Southern wealthy men formed a friendship circle to contribute to Himmler's research in race. Hugo Beckman the Munich publisher and Carl Bechstein the manufacturer of pianos were early contributors. Bechstein had a larger role in Hitler meeting other wealthy men.

Siemens and A. E. G., Krupp and Halbach stood aloof. Krupp capitulated after Hitler was chancellor, although he opposed the move strongly and protested to Hindenburg against it.

"Ernst Roehm had broken with Hitler in 1925 and not long afterward gone off to join the Bolivian Army as a lieutenant colonel. Toward the end of 1930 Hitler appealed to him to return and take over again the leadership of the S.A., which was getting out of hand. Its members, even its leaders, apparently believed in a coming Nazi revolution by violence, and with increasing frequency they were taking to the streets to molest and murder their political opponents. No election, national, provincial or municipal, took place without savage battles in the gutters."

Until the Wall Street crash that had repercussions across much of the globe but especially in Germany due to the loans that helped industry and consequently middle class German people, there seemed little chance of nazis finding success again, but that changed with the crash when Hitler took advantage of the misery and blamed everything on Versailles treaty and Jews, and people beleaguered by war and post war duress now facing more of the same, thought this was hope for them.

"There were a good many at that time, within and without the party, who believed that Strasser might well supplant the moody, incalculable Austrian leader. This view was especially strong in the Reichswehr and in the President’s Palace.

"Otto, Gregor Strasser’s brother, had fallen by the wayside. Unfortunately for him, he had taken seriously not only the word “socialist” but the word “workers” in the party’s official name of National Socialist German Workers’ Party."
...............................................................................


Kurt von Schleicher, a friend of Oskar Hindenburg and of General Groener, was key in the turn of events. There were too many political parties in Germany, and votes divided to the tune of a million each between ten major parties, to carry on government work, and much of the time there was cattle trading. Schleicher preferred government by decree by a democratically elected president if the Reichstag couldn't do it.


"What the majority of Germans wanted, Schleicher was sure, was a government that would take a firm stand and lead them out of their hopeless plight. Actually, as the elections which Bruening called in September showed, that was not what the majority of Germans wanted.
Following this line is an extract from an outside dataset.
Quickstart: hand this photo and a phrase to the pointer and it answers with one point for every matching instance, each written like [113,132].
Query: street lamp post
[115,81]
Or at least they did not want to be led out of the wilderness by the kind of government which Schleicher and his friends in the Army and in the Presidential Palace had chosen.
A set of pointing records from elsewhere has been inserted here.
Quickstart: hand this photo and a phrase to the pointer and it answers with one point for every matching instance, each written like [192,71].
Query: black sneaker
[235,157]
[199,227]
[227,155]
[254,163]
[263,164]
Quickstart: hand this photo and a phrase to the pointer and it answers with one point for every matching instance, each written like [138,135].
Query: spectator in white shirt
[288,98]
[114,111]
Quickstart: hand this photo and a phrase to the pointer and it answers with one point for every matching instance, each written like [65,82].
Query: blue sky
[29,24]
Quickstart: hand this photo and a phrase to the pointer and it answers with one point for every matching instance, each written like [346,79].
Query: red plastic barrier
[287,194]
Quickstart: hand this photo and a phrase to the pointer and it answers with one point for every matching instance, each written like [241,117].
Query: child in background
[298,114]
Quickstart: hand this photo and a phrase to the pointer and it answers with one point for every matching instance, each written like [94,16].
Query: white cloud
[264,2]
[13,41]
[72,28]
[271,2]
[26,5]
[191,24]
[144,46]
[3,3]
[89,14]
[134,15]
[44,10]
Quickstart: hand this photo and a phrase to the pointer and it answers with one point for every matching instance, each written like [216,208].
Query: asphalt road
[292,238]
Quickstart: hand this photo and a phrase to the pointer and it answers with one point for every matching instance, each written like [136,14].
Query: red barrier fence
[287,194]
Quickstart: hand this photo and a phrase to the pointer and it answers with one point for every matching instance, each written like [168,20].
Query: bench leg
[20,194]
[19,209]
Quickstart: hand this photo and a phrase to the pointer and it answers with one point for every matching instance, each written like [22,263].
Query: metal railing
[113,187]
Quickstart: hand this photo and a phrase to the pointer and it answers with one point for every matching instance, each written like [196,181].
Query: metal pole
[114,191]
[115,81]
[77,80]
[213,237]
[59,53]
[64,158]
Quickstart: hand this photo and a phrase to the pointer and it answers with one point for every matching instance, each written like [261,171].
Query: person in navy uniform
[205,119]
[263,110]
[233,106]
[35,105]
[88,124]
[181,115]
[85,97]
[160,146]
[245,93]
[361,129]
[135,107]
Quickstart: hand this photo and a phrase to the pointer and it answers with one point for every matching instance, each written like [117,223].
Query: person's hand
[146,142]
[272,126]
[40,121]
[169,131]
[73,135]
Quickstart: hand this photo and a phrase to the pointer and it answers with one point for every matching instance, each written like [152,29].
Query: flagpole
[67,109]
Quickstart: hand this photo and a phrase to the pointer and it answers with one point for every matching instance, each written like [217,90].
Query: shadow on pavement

"In truth, Schleicher had committed two disastrous mistakes. By putting up Bruening as Chancellor and encouraging him to rule by presidential decree, he had cracked the foundation of the Army’s strength in the nation—its position above politics, the abandonment of which would lead to its own and Germany’s ruin. And he had made a bad miscalculation about the voters. When six and a half million of them, against 810,000 two years before, voted for the Nazi Party on September 14, 1930, the political General realized that he must take a new tack. By the end of the year he was in touch with Roehm, who had just returned from Bolivia, and with Gregor Strasser. This was the first serious contact between the Nazis and those who held the political power in the Republic. In just two years its development was to lead Adolf Hitler to his goal and General von Schleicher to his fall and ultimate murder."
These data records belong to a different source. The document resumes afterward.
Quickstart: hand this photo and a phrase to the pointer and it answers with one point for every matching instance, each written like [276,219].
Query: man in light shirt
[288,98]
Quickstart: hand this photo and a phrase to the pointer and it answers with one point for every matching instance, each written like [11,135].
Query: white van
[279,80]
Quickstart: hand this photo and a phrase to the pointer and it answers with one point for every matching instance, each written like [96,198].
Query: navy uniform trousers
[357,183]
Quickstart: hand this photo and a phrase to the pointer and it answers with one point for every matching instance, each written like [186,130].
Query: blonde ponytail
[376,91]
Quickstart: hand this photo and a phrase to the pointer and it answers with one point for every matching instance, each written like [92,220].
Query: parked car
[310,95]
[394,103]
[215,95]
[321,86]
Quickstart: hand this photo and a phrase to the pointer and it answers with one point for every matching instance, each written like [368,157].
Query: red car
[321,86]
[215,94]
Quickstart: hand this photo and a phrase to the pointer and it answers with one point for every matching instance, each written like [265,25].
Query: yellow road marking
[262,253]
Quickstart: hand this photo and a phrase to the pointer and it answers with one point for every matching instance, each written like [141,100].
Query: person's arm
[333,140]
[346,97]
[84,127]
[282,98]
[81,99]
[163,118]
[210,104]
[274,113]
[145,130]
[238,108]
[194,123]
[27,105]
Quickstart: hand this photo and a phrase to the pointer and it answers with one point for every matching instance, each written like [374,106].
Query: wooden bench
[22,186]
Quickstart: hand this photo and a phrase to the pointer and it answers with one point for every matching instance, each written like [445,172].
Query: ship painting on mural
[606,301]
"Bruening planned to move boldly on the home front too and to bring about by agreement of all the major parties save the Communists a fundamental change in the German constitution. He meant to restore the Hohenzollern monarchy. Even if Hindenburg could be persuaded to run again, he could not be expected at his age to live out another full term of seven years. Should he die in another year or two, the way would still be open to Hitler to be elected President. To forestall that, to assure permanency and stability in the office of head of state, Bruening broached the following plan: The 1932 presidential elections would be called off and Hindenburg’s term of office simply extended, as it could be, by a two-thirds vote in the two houses of Parliament, the Reichstag and the Reichsrat. As soon as that was achieved, he would propose that Parliament proclaim a monarchy with the President as regent. On his death one of the sons of the Crown Prince would be put on the Hohenzollern throne. This act too would take the wind out of the Nazis; in fact Bruening was confident that it would mean their end as a political force. 


"But the aged President was not interested. He, whose duty it had been as Commander of the Imperial Army to tell the Kaiser on that dark fall day of November 1918 at Spa that he must go, that the monarchy was at an end, would not consider any Hohenzollern’s resuming the throne except the Emperor himself, who still lived in exile at Doom, in Holland. When Bruening explained to him that the Social Democrats and the trade unions, which with the greatest reluctance had given some encouragement to his plan if only because it might afford the last desperate chance of stopping Hitler, would not stand for the return of either Wilhelm II or his eldest son and that moreover if the monarchy were restored it must be a constitutional and democratic one on the lines of the British model, the grizzly old Field Marshal was so outraged he summarily dismissed his Chancellor from his presence. A week later he recalled him to inform him that he would not stand for re-election.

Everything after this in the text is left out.